Sure, if you’ve got quality voice talent there's a huge demand for that. OTOH, if you don't have quality voice talent, why would people pay for this instead of today's commercially available machine TTS, which is much lower latency and much cheaper (e.g., Google with their premium WaveNet voices at $16/million characters, or something on the order of $1/8000 words.)

I'd wager that a latency of a couple hours is unacceptable for almost all TTS use cases.

Moreover, the current generation of TTS is pretty good and a lot of research is being done to improve it. You'd have a very finite amount of time to build your service and get users before the big players have got TTS that has caught up and doesn't have an enormous latency/require paying human wages.
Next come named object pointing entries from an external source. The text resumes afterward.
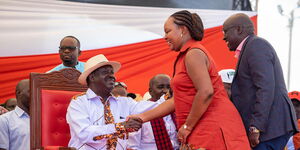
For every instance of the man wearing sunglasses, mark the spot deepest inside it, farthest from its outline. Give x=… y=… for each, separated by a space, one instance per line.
x=120 y=89
x=157 y=134
x=69 y=50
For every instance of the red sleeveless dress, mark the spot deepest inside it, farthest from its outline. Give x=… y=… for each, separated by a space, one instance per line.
x=220 y=127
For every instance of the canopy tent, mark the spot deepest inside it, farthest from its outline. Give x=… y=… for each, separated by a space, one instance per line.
x=31 y=31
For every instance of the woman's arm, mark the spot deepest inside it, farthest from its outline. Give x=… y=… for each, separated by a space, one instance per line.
x=162 y=110
x=197 y=65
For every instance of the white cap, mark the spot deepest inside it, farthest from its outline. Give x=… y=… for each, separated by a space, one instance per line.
x=227 y=75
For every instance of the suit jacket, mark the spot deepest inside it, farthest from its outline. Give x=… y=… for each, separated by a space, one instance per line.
x=259 y=92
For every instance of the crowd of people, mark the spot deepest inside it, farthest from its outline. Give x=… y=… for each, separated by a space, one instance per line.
x=198 y=108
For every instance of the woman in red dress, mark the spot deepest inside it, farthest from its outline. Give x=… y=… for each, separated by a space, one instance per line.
x=205 y=116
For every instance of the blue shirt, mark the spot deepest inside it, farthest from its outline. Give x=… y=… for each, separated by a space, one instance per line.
x=14 y=130
x=79 y=67
x=85 y=116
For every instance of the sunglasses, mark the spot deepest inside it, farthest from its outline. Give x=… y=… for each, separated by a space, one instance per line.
x=72 y=48
x=121 y=84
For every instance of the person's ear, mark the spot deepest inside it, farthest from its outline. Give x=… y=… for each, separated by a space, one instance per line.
x=239 y=29
x=183 y=29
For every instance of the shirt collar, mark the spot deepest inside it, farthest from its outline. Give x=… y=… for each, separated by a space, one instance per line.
x=76 y=66
x=187 y=45
x=20 y=112
x=239 y=48
x=91 y=95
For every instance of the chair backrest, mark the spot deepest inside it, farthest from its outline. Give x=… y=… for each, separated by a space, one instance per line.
x=50 y=96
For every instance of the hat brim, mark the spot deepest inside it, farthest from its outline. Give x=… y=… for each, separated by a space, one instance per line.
x=82 y=78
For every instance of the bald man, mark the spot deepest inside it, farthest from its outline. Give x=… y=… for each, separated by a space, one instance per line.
x=258 y=89
x=10 y=104
x=14 y=125
x=69 y=51
x=158 y=134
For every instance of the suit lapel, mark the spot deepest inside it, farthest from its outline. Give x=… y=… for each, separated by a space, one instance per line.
x=241 y=55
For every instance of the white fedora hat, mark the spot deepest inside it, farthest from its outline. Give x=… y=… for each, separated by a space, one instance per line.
x=94 y=63
x=227 y=75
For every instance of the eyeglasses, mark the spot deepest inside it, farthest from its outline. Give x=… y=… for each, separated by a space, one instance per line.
x=121 y=84
x=72 y=48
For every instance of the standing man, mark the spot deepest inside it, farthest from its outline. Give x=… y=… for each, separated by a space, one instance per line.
x=14 y=125
x=69 y=50
x=96 y=118
x=157 y=134
x=227 y=77
x=10 y=104
x=258 y=89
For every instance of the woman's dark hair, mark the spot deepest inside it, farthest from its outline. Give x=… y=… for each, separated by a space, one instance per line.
x=192 y=21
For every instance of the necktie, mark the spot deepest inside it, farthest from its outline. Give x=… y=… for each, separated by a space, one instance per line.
x=111 y=143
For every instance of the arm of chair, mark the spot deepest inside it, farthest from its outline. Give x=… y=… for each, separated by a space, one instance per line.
x=58 y=148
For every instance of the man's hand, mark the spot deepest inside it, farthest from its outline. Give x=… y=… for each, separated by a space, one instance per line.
x=253 y=137
x=133 y=124
x=3 y=110
x=183 y=134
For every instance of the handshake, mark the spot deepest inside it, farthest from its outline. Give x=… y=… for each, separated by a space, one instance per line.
x=133 y=124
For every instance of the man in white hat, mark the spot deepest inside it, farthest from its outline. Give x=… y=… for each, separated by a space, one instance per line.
x=227 y=77
x=96 y=118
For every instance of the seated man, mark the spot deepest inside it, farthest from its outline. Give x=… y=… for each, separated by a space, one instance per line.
x=159 y=133
x=10 y=104
x=69 y=50
x=294 y=142
x=120 y=89
x=14 y=125
x=227 y=77
x=3 y=109
x=96 y=118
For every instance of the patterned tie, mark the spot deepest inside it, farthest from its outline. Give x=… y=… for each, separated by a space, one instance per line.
x=111 y=143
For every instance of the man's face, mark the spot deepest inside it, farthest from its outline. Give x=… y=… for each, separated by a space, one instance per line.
x=296 y=104
x=161 y=85
x=23 y=93
x=104 y=77
x=69 y=51
x=227 y=87
x=11 y=104
x=231 y=36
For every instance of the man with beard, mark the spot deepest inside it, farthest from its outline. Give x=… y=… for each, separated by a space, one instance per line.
x=14 y=125
x=96 y=118
x=258 y=89
x=69 y=50
x=157 y=134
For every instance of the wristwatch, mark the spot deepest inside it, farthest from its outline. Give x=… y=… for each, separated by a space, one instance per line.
x=186 y=127
x=253 y=130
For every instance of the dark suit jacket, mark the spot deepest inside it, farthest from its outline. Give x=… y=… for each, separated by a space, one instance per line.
x=259 y=92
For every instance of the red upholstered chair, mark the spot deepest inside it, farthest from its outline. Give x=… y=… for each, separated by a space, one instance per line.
x=50 y=96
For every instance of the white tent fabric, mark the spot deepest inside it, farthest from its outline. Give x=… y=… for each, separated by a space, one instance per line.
x=31 y=27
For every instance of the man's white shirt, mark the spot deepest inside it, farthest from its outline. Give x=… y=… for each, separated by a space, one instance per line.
x=85 y=116
x=144 y=138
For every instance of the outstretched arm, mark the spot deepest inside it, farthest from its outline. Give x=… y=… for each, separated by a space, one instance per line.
x=162 y=110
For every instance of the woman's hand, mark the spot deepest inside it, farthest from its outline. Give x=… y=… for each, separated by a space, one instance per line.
x=183 y=134
x=136 y=116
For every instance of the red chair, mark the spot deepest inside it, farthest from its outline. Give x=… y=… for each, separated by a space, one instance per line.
x=50 y=96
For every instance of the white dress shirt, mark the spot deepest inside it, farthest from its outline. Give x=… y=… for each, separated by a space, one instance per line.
x=144 y=138
x=85 y=116
x=14 y=130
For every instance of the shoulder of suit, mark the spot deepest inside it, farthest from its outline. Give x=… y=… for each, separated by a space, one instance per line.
x=78 y=95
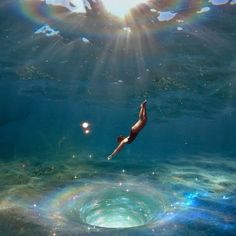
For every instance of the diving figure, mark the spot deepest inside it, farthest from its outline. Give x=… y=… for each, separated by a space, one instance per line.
x=135 y=129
Both Google and AWS have these APIs for pennies per minute. This market is going to be absolutely commoditized in no time. You thinking of using one of these APIs and slapping a front end on it?
Absolutely agree, it's a super crowded space. Question is: are you happy with existing TTS API? They sound so robotic.
Honestly, unless you have some crazy tech there is no way you can complete with Google and AWS in this space. The Google API does this in real-time too (think what is backing Google Home, etc). The new deepmind wavenet tech is getting way better at sounding natural [1]. I think your only option would be to use these APIs, slap a front end on it, and try to undercut everyone in the market (and quickly). But, it is a race to the bottom, and you likely have a brief window to make some real money. Plus, this is typically a one time purchase for most folks and not a subscription business. So, you'll constantly be chasing customers.

I explored this idea, also the speech-to-text option, and when you run the numbers you'll need thousands of hours per day just to keep the lights on. Probably not worth it given you'll constantly be tracking new customers down. One option might be to target news companies and try to make automated news castings or something and try to get consulting fees + using your custom tech. But, I suspect it would need to be the tech + some other offering to differentiate you from everyone else that will be doing this.

Not trying to dissuade you. Just telling you what I think about it after looking at this and building out a few prototypes.

[1] https://cloud.google.com/text-to-speech/docs/wavenet

I wonder if some tech companies need more human audio samples to train their ML?